Her ilişkinin düşük noktaları vardır; her zaman aynı düşünceye, aynı bakış açısına sahip olamayız. Ancak işler sarpa sardığında, ilişkinizin dayanacak temele sahip olup olmadığını nasıl anlarsınız?
İşte ilişkinizin ömrünü belirleyebilecek dört basit soru. Cevaplarınızın hepsi “evet” ise, muhtemelen sağlam bir zemindesiniz.
1. Eğer birlikte olmasaydınız, yine de yakın arkadaş olur muydunuz?
Partnerinizi sadece bir arkadaş olarak hayal edin: Hala onunla vakit geçirmek, onunla gülmek ve düşüncelerine başvurmak ister miydiniz?
Buna “evet” diyen çiftler, ilişkilerin tutku ve bağlılıktan çok daha fazlasını gerektirdiğini bilirler. Hatta araştırmalar, partnerinizi bir insan olarak severseniz, aranızdaki bağın kopmasının çok daha zor olacağını gösteriyor.
Öte yandan, bazı çiftler alışkanlıklarından, yeniden başlama korkusundan ya da ilişkiye bırakamayacakları kadar çok yatırım yaptıklarını düşündükleri için birlikte kalırlar. Bu da insanların yıllarca mutsuz ilişkiler sürdürmelerine sebep olur.
2. Partnerinizin yanındayken olduğunuz kişiyi seviyor musunuz?
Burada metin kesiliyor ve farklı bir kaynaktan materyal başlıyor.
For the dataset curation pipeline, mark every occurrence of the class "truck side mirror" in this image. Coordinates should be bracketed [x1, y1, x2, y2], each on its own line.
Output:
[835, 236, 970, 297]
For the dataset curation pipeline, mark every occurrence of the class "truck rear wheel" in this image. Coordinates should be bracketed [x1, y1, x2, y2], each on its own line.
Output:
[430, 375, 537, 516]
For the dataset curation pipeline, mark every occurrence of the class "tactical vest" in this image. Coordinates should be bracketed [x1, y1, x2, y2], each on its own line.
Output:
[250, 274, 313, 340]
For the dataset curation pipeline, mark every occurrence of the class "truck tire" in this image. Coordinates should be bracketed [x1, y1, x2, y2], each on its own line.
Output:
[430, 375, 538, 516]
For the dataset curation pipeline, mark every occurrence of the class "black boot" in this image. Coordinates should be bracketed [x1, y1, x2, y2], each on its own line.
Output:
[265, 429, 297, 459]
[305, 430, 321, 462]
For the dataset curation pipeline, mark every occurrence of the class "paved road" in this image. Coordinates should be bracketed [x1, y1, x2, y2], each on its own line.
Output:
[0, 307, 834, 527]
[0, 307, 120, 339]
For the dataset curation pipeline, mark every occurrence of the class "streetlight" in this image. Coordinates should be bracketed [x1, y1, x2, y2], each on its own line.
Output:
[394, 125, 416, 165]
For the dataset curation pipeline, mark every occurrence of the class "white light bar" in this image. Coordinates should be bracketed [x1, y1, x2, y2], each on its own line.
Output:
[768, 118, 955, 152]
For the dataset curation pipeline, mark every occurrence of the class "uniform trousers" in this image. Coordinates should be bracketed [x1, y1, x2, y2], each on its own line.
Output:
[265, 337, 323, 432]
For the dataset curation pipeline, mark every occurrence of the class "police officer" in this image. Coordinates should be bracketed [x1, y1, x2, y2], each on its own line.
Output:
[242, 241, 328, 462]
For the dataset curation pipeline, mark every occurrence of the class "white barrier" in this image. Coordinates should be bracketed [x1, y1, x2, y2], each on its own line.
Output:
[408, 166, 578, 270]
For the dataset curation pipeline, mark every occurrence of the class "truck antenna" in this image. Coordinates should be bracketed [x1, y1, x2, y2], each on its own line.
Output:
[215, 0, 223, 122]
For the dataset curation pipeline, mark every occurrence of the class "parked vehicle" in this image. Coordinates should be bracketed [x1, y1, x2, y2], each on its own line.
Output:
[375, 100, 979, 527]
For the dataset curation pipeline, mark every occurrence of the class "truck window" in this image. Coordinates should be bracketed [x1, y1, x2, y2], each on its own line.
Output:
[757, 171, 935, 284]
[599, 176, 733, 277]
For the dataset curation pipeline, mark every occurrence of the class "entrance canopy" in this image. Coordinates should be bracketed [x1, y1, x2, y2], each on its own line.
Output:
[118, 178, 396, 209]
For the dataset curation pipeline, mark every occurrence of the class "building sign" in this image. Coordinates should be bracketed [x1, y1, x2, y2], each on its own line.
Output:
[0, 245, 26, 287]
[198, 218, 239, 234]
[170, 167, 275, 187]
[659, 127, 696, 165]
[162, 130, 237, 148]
Hayat arkadaşınız içinizdeki en iyiyi ortaya çıkarmalıdır. Onun hayatınızda olması desteklendiğinizi, sevildiğinizi ve ilham aldığınızı hissettiriyor mu? Yoksa kendinizi boğulmuş, azalmış ve tükenmiş mi hissediyorsunuz?
Gerçekten harika ilişkiler genellikle “Michelangelo etkisi” denen şeyi yansıtır. Tıpkı sanatçının ham taşı şekillendirerek nefes kesici heykellere dönüştürmesi gibi, sağlıklı partnerler de birbirlerini “şekillendirerek” kendilerinin daha iyi versiyonlarına dönüştürürler. Hayallerinizi teşvik eder, başarılarınızı alkışlar ve zor günlerinizde bile size değerinizi hatırlatır.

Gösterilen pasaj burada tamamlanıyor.